Further, in some cases, an encoder can encode layers of a given access unit such that they depend directly to a layer that is not the immediate lower neighboring layer of the layer in question, while for other access units, the dependency relationship may be a traditional one where each layer depends directly on its immediate lower neighboring layer. Referring to FIG. 2c, layer 2 (210) is not referring to layer 1 (211) (which is not present, indicated by its dashed outline), but through a direct interlayer prediction relationship (212) from layer 0 (201) that is not coded directly in the DPS. Note that the inter-layer prediction relationships as depicted in FIGS. 2b and 2c can co-exist in the same scalable bitstream but pertain to different access units.

In order to support the use cases of both FIGS. 2b and 2c, and to allow for per access unit switching of target layers and skipped layers (in the sense of layer 211 in FIG. 2c), a mechanism is needed that can signal, per access unit, the presence or absence of each layer for the purpose of inter-layer prediction.

According to the same or another embodiment, an access unit can include, for example all layers permissible according to the table of layer descriptions in the DPS, a layer_not_present_flag. The layer_not_present flag can be set to 0 if a layer is present, and 1 if a layer is not present. The layer can be identified by its layer_id.

Referring to FIG. 2d, shown is a table indicating the layer_not_present_flag values for layer_ids 0 through 3 (213) (which are permissible for the DPS as outlined in FIG. 2a), and for the layer structure of FIG. 2b (214) and FIG. 2c (215) respectively.

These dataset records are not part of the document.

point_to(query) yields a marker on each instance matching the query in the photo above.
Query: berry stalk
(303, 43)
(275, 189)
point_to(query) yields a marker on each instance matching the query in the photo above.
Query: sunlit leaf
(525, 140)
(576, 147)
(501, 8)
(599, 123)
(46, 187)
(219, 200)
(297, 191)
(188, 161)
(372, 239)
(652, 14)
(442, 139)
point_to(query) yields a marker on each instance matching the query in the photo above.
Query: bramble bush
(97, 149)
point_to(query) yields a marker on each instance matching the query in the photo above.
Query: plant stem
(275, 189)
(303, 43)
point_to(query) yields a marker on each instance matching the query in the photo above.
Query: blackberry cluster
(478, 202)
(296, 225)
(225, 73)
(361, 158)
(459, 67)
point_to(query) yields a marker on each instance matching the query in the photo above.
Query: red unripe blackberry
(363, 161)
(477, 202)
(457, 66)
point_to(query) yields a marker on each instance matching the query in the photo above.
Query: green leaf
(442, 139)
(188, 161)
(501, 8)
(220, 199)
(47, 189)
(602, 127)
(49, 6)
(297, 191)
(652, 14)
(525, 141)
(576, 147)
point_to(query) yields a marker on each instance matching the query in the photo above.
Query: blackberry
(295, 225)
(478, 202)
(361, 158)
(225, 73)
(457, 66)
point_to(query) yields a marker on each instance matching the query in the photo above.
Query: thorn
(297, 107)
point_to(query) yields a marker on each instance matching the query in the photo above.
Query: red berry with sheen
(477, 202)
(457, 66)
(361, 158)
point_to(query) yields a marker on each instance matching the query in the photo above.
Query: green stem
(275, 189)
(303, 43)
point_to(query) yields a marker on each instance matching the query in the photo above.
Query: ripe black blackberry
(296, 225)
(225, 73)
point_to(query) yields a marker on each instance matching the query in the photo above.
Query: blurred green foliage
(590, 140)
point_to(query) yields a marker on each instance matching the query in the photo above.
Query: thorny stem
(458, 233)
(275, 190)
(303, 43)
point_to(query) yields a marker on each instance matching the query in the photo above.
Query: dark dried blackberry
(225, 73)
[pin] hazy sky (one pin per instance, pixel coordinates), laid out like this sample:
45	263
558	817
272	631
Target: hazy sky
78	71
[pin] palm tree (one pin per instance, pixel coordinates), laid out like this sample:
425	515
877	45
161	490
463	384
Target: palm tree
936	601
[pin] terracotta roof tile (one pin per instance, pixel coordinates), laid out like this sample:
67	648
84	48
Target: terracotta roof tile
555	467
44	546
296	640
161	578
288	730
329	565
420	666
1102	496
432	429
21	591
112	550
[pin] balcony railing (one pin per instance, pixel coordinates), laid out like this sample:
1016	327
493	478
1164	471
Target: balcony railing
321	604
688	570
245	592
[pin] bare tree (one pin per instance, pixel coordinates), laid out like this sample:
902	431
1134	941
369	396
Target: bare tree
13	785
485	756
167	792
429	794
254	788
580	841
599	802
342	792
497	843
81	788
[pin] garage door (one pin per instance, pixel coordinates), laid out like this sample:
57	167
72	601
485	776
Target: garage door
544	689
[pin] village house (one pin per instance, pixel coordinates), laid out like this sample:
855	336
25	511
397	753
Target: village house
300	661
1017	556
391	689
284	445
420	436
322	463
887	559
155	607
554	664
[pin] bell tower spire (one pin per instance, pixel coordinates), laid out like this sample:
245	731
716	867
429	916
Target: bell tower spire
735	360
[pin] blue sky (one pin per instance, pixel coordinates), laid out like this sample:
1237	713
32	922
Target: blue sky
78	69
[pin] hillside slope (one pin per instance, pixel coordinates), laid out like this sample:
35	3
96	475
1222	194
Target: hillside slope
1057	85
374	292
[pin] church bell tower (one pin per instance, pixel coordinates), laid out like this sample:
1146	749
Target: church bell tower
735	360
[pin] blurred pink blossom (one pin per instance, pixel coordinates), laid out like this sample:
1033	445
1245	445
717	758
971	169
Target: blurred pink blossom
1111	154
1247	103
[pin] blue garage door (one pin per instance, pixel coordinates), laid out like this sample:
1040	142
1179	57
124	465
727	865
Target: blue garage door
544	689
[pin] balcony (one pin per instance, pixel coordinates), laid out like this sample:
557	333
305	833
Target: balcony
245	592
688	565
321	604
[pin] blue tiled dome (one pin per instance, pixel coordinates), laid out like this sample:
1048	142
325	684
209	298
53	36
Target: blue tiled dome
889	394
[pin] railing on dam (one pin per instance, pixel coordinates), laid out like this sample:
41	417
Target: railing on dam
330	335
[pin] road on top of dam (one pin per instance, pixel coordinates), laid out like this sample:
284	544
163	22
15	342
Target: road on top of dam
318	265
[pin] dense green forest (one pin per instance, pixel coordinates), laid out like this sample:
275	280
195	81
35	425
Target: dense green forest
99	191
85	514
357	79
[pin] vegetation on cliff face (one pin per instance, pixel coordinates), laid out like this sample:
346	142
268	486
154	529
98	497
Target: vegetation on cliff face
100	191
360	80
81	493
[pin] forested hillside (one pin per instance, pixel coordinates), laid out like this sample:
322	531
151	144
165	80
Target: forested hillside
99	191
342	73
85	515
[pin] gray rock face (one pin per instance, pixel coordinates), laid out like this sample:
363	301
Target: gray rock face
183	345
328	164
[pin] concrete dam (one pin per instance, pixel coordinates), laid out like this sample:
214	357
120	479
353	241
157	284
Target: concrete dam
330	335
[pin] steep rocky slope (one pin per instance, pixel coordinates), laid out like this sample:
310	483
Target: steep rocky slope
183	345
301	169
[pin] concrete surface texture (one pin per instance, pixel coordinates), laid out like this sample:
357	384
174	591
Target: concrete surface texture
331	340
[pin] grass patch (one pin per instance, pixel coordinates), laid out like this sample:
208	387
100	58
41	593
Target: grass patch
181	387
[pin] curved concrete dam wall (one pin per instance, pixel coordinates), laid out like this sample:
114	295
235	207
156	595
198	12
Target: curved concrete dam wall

When an encoder removes a layer that can, according to the DPS information, be used as a reference layer in a given access unit, the dependencies of other layers in the access unit upon the removed reference layer for that access unit can be modified as has been described in the context of FIG. 2c. In the same or another embodiment, if an access unit reference layer is an independent layer, which can be indicated by dependent flag equal to 0, and is marked (for example: by the encoder) as being not present, which can be indicated by layer_not_present_flag equal to 1, the access unit layer that directly depends upon non-present reference layer can be inferred to be an independent layer.

If an access unit reference layer is itself a dependent layer, with dependent_flag equal to 1, and is marked as being not present, an access unit layer that depends upon it has its reference layer modified to being the reference layer of the not present layer. Expressed in exemplary pseudo-code,

When ReferenceLayer_id[ j ] is equal to i and layer_not_present_flag[ i ] is equal to 0, if dependent_flag[ i ] equal to 0 dependent_flag[ j ] is inferred to be equal to 0. else ReferenceLayer_id[ j ] = ReferenceLayer_id[ i ]

In addition to an encoder, in the same or another embodiment, a MANE can modify the layer_not_present flag(s) during its operation, though its options are somewhat more limited than the option of an encoder. A MANE can, for example perform an operation of removing the two highest layers as was described in the context of FIG. 2b, and provide the decoder with the appropriate flag values so to ensure that the decoder is informed early about the non-presence of the removed layers, and can commence decoding without relying on error detection through, for example a timeout.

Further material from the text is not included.